Noticeable Judicial Precedent (Criminal Law)

Railway Accidents and the power of prosecution

Professor Kayoko KITAGAWA
(Research Staff, Waseda Law School)
(on 26 March 2014)

     On April 25, 2005, an express train travelling on the West Japan Railway (JR West) Fukuchiyama Line derailed and overturned after failing to properly negotiate a curve in the railway, resulting in the tragic death of 106 passengers and injuring 493 people (the "accident"). Even though the direct cause of this accident was that the driver of the train, who was also killed in the accident, took a tight curve at an excessive speed, the public prosecutor indicted the most senior person responsible for safety measures with respect to JR West Japan's railway operations (in this case, the safety director) for professional negligence resulting in death and injury under Article 211 of the Japanese Penal Code. The public prosecutor claimed that had there been an Automatic Train Stop (ATS) system on the curve, the fatal accident could have been prevented. The curve where the accident occurred was constructed with a reduced turning radius, and JR West was operating an increased number of trains on a revised timetable. Further, because there had already been an accident involving a freight train that derailed and overturned at the curve of another JR West-managed railway, the prosecutor claimed that the danger of the curve where the accident occurred had already been identified and therefore, the accused owed a duty of care to the victims of the accident to install the ATS system. However, on January 11, 2012, the Kobe District Court rejected the prosecutor's claims and acquitted the defendant. Looking back on the accident, based on its reputation as Japan's representative railway company, JR West's standards at the time for the installation of the ATS system on the curve did not meet the required standards. However, before the accident, there were no policies or regulations requiring the installation of an ATS system on the curve. Furthermore, only some-but not all-railway companies had installed ATS systems on similar curves, and of the many curves along railways, the accused could not have recognized that the danger presented by the curve at the site of the accident was higher than at other curves. Accordingly, the district court held that the accused had not failed to exercise due care in carrying out his duties. After the judgment of the Kobe District Court, the prosecution abandoned its appeal, and the JR safety officer in charge was acquitted.

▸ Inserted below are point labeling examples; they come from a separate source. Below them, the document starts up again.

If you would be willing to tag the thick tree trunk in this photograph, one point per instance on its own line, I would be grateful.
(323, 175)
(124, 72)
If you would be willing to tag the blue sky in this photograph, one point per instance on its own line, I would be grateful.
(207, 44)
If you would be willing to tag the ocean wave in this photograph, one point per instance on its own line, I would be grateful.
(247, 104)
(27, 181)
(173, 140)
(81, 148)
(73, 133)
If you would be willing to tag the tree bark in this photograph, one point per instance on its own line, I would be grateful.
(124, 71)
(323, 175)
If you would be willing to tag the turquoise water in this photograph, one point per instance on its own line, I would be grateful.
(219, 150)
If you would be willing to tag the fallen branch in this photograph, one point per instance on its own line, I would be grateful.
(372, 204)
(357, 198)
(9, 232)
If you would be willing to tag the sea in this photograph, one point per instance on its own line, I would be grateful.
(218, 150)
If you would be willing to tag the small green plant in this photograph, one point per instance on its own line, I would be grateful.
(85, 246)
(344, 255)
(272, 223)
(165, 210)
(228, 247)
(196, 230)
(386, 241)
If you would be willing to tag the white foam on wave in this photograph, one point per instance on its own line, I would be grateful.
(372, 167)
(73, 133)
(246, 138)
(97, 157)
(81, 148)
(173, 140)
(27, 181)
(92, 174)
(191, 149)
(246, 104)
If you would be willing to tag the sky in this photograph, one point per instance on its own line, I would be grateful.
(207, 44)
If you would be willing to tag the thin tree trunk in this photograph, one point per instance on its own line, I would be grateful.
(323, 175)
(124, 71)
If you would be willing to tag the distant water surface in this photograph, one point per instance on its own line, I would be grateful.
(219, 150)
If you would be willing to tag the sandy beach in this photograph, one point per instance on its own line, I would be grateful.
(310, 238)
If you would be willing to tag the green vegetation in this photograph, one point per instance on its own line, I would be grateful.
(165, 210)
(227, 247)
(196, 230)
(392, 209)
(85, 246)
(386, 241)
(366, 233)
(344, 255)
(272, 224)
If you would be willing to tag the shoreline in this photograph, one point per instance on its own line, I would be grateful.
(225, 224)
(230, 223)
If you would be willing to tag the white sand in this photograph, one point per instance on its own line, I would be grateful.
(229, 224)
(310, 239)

     Incidentally, in this case, the public prosecutor indicted only one person, the safety director, and the prosecutor made a non-prosecution decision in relation to JR West's President and other relevant corporate directors and officers. However, in 2009, the older system-leaving the ultimate decision about the institution of prosecutions to the public prosecutor's discretion-was amended, and a "new restriction of discretionary prosecution by a public prosecutor" system was introduced. Under this new system, even if the office of the public prosecutor makes a non-prosecution decision, the suspect must be prosecuted where the Committee for the Inquest of Prosecution elected by citizens resolves on two occasions via a vote that the case should be prosecuted . An attorney designated by the court will then institute prosecutions; the case will then proceed to court. The policy behind this system is to make criminal prosecutions reflect public opinion.

     Under this new system, three successive Presidents of JR West Japan were indicted under Article 211 of the Japanese Penal Code and prosecuted in accordance with the committee's decision. However, on October 27, 2013, the Kobe District Court acquitted these three officers (the designated attorney appealed this judgment, and this appeal is still pending.) The district court's judgments not only impressed on the Japanese society "the limits to pursuing the criminal liability of company officers," but it also prompted a review of the new system; in most other cases, district courts have acquitted the accused who were prosecuted under this new system.